(Reuters) - Muhammadu Buhari, an ex-general who first seized power in Nigeria three decades ago in a military coup, closed in on a historic election win on Tuesday which would mark the first time an incumbent has been ousted via the ballot box in Africa's most populous nation.
According to a Reuters tally from 34 of Nigeria's 36 states, the 72-year-old Buhari had 14.6 million votes, testament to the faith Nigerians have put in him as a born-again democrat intent on cleaning up the country's notoriously corrupt politics.
That support compared to 11.3 million for President Goodluck Jonathan, whose five years at the helm in Africa's biggest economy and top oil producer have been plagued by corruption scandals and a Boko Haram Islamist insurgency.

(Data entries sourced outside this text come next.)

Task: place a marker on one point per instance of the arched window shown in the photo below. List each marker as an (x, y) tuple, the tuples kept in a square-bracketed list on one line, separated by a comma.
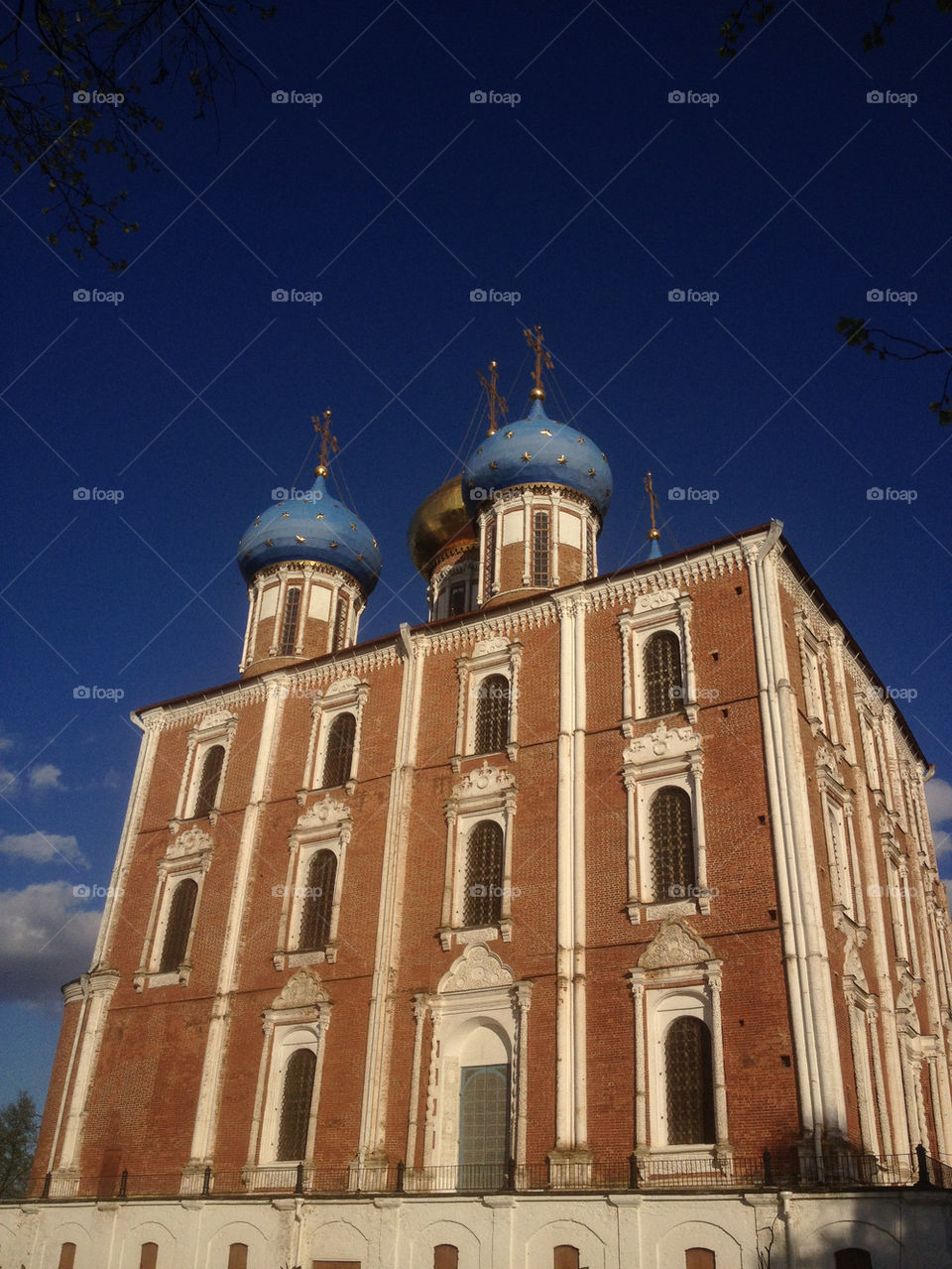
[(492, 714), (338, 753), (672, 844), (565, 1256), (700, 1258), (540, 549), (690, 1082), (178, 926), (482, 901), (210, 779), (490, 558), (852, 1258), (318, 901), (663, 688), (296, 1104), (290, 626), (340, 623)]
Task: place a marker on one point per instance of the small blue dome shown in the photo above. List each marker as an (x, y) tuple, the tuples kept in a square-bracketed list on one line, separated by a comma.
[(536, 450), (313, 526)]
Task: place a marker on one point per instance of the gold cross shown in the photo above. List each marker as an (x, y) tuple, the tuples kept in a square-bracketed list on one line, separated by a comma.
[(328, 444), (492, 392), (542, 358)]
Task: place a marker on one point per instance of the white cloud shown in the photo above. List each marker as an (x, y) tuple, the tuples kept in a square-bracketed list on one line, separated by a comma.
[(46, 777), (41, 848), (938, 796), (46, 940)]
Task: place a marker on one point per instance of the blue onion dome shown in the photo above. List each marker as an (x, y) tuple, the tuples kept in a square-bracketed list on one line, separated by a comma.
[(312, 526), (536, 450)]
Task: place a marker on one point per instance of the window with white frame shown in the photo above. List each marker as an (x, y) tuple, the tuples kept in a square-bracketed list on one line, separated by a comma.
[(667, 856), (168, 950), (310, 897), (284, 1122), (655, 659), (478, 886), (487, 713), (679, 1094), (333, 750), (205, 768)]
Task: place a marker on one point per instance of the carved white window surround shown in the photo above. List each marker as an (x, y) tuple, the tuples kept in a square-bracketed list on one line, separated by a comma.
[(189, 855), (217, 728), (846, 877), (675, 976), (651, 613), (486, 794), (650, 763), (324, 826), (479, 1017), (298, 1018), (345, 696), (488, 656)]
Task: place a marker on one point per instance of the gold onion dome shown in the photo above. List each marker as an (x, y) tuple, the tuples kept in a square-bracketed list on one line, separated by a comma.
[(441, 521)]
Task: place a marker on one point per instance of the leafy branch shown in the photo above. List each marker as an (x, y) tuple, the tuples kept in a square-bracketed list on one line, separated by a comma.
[(857, 334)]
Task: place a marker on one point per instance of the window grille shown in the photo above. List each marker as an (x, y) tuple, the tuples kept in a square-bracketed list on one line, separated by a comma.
[(210, 779), (290, 626), (672, 844), (490, 559), (296, 1104), (482, 903), (540, 549), (690, 1082), (178, 926), (340, 623), (318, 901), (338, 754), (663, 686), (492, 714)]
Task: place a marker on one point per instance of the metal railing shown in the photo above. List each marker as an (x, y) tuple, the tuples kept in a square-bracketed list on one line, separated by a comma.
[(648, 1172)]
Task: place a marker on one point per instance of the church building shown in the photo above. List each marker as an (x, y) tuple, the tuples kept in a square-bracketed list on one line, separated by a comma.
[(592, 924)]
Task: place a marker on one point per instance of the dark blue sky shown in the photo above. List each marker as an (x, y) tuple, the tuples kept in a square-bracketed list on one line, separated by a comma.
[(593, 196)]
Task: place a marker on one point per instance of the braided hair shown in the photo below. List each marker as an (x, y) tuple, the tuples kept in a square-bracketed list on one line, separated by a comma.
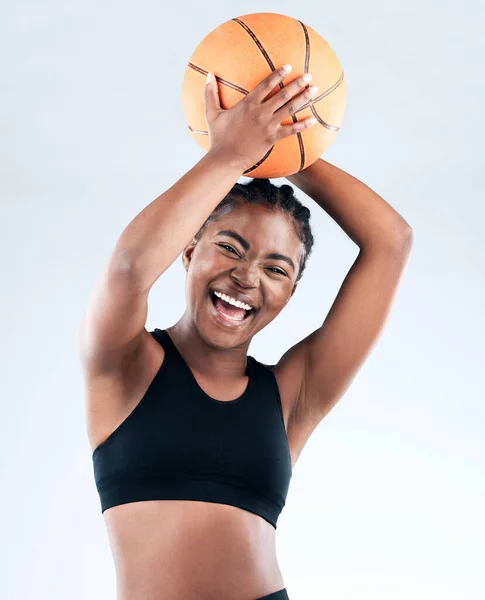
[(278, 199)]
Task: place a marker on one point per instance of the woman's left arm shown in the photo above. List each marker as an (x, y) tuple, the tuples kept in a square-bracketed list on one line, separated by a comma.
[(330, 357)]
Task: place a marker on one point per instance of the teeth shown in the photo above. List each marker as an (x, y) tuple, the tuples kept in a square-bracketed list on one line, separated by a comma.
[(233, 301)]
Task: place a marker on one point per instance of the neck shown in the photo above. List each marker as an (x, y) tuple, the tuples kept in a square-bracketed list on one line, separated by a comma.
[(202, 356)]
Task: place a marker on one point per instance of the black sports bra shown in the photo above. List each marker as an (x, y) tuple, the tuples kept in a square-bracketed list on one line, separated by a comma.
[(178, 443)]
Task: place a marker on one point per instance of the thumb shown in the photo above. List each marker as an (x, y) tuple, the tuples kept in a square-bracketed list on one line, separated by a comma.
[(211, 96)]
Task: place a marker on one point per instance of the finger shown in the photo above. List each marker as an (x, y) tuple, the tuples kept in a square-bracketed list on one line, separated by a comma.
[(295, 103), (212, 103), (287, 130), (288, 92), (259, 93)]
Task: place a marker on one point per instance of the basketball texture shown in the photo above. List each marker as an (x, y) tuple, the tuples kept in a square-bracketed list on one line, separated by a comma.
[(243, 51)]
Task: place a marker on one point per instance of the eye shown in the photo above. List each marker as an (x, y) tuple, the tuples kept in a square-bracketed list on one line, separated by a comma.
[(275, 270), (230, 248)]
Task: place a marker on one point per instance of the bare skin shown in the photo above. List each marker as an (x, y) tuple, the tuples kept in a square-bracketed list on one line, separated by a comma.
[(228, 552), (185, 549)]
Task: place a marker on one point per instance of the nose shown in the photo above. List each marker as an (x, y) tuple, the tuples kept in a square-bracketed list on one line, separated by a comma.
[(246, 275)]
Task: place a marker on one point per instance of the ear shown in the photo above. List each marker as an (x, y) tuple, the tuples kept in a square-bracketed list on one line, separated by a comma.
[(187, 253)]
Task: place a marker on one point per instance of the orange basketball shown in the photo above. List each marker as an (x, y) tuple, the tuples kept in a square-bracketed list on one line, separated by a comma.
[(243, 51)]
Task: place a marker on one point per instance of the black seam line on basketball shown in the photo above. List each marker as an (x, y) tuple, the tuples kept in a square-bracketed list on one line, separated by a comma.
[(307, 64), (220, 80), (259, 162), (321, 96), (249, 170), (281, 86), (307, 47), (322, 122)]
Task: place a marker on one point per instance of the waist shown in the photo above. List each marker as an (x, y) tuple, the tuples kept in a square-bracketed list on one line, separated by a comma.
[(122, 491), (191, 549)]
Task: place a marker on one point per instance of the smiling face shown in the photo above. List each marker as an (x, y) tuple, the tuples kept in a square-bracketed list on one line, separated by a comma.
[(251, 254)]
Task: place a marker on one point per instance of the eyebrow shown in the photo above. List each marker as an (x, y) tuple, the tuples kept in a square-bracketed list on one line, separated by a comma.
[(246, 246)]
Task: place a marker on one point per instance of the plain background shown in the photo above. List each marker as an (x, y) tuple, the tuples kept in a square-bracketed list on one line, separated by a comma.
[(387, 498)]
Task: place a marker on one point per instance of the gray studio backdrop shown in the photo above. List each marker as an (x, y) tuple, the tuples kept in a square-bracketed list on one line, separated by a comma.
[(387, 498)]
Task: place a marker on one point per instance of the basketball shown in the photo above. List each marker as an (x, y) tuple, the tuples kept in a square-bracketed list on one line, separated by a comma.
[(241, 53)]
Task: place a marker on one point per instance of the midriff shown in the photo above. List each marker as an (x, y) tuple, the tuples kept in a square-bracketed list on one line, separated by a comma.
[(174, 550)]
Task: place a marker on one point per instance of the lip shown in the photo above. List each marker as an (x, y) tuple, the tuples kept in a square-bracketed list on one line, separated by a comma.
[(226, 321), (235, 295)]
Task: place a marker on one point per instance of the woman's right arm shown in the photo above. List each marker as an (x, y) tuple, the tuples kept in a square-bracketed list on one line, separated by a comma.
[(113, 325)]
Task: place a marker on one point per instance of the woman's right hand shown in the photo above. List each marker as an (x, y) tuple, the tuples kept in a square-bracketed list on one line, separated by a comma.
[(244, 133)]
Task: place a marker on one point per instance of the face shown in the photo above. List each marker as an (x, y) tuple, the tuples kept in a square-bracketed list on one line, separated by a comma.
[(250, 254)]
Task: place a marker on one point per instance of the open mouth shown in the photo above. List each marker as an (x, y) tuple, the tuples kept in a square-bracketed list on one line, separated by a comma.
[(228, 310)]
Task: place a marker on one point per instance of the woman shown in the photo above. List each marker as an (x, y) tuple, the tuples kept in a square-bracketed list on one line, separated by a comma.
[(194, 441)]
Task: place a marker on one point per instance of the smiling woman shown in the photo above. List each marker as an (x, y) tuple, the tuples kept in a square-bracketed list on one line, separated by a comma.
[(194, 441)]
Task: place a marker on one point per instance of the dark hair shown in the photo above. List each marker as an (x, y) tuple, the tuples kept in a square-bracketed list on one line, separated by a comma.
[(279, 199)]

One of Jonathan's redoubts in the oil-producing Niger Delta is yet to report but the gap is so large it is hard to see the leader of the People's Democratic Party (PDP), which has run Nigeria since the end of military rule in 1999, closing it.
Buhari took power in a coup in December 1983 but was ousted in another military takeover led by General Ibrahim Babangida in August 1985. He has since run in several elections and declared himself a convert to democracy.
Bar some technical glitches and the killing of more than a dozen voters by Boko Haram militants in the northeast, the election has been the smoothest and most orderly in recent history - a factor that appears to have played in the outcome.
"There are probably lots of reasons why the PDP might have lost, but I think the key one is that the elections just haven't been rigged," said Antony Goldman, a business consultant with high-level contacts in Nigeria.